Novel Pramlintide & Insulin Combination Therapy Benefits Type 1 Diabetes


A single-injection co-formulation of pramlitide and insulin may be a better alternative to separate administrations of both key treatments in adults with T1D, particularly following meals.

Steven Victor Edelman, MD

Steven Victor Edelman, MD

XP-3924, a novel, fixed-ratio co-formulation of pramlintide and standard insulin, was associated with significantly improved postprandial glycemic control among adults with type 1 diabetes in new phase 2 trial findings.

In data presented at ENDO 2021 this weekend, a team of investigators from the University of California – San Diego and Xeris Pharmaceuticals reported that the single-injection co-formulation of pramlitide and insulin may be an efficacious alternative to separate administrations of both key treatments in adults with T1D, particularly following meals.

As lead investigator Steven Victor Edelman, MD, of UCSD, and colleagues noted, there is a currently unmet need in simplified T1D glycemic control therapy.

“Pramlintide co-administration, used in conjunction with prandial insulin, has substantial clinical benefits to improve post-prandial glucose excursions, glycemic variability and time in range, but is associated with an increased injection burden that adversely affects adherence and persistence,” they wrote.

The team sought to evaluate XP-3924 for pharmacokinetics, glucose pharmacodynamics, and glycemic control effects in the phase 2, randomized, open-label, single-injection assessment.

Edelman and colleagues enrolled 18 adults with T1D to compare outcomes associated with the investigative co-formulation therapy to co-administration of regular insulin and pramlitide, as well as lone regular insulin.

They randomly allocated patients to a sequence of 3 treatments:

  • XP-3924, with 50% reduction of insulin based on insulin-to-carbohydrate ratio
  • Regular insulin
  • Co-administration of regular insulin, with 50% reduction, plus a comparable pramlintide dose

Patients were administered therapy subcutaneously, 30 minutes before taking a 75 g oral glucose challenge, followed by a six-hour glucose level monitoring.

Following the glucose challenge, investigators observed a 62.3% reduction in hyperglycemia with XP-3924 versus regular insulin (P <.001).

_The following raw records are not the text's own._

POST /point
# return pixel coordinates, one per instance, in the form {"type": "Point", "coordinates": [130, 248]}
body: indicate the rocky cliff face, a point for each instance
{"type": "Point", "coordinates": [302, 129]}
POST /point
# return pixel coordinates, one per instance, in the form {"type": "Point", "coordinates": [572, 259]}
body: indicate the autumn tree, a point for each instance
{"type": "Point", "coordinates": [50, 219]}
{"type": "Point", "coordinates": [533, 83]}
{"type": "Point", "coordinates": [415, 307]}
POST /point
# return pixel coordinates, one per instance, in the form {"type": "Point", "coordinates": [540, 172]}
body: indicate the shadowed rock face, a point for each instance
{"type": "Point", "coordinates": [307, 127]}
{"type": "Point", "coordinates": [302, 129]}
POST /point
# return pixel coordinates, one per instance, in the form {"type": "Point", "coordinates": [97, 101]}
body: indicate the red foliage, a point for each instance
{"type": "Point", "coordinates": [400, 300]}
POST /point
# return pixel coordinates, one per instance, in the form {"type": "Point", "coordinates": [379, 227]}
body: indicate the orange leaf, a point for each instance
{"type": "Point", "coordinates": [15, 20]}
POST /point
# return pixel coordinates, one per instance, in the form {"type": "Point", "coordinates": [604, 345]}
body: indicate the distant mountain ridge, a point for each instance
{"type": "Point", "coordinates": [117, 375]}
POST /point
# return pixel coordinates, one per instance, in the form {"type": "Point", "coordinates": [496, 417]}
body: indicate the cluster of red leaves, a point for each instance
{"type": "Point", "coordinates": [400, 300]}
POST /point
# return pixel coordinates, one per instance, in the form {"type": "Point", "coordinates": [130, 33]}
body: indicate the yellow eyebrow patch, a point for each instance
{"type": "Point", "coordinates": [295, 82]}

Patients treated with the investigative co-formulation also reported comparable postprandial glycemic control to that observed with co-administered regular insulin plus pramlintide.

Mean absolute change in blood glucose following the oral challenge was less in XP-3924 versus both co-administration and regular insulin (197.7 mg/dL vs 230 mg/dL vs 254.2 mg/dL, respectively.

Investigators observed improved and longer pharmacokinetic of pramlintide in XP-3924 administration versus the co-administration method.

Treatment-emergent adverse events, including injection site reactions, nausea and vomiting, were comparable in both prevalence and severity across all treatment arms. Investigators did not report any drug-related serious adverse events in the patient population.

Edelman and colleagues concluded XP-3924 was well tolerated among patients with type 1 diabetes, and helped significantly improve postprandial glucose excursion and glycemic variability versus insulin.

“XP-3924 also exhibited a favorable PK and PD profile and may be a viable alternative to insulin and pramlintide co-administration to improve treatment adherence and overall glycemic control, especially after meals, addressing an unmet need in the clinical care of people with type 1 diabetes,” they concluded.

The study, “A Phase 2 Evaluation of a Novel Co-Formulation of Pramlintide and Regular Insulin to Improve Postprandial Glycemic Control in Adults with Type 1 Diabetes (T1D),” was presented at ENDO 2021.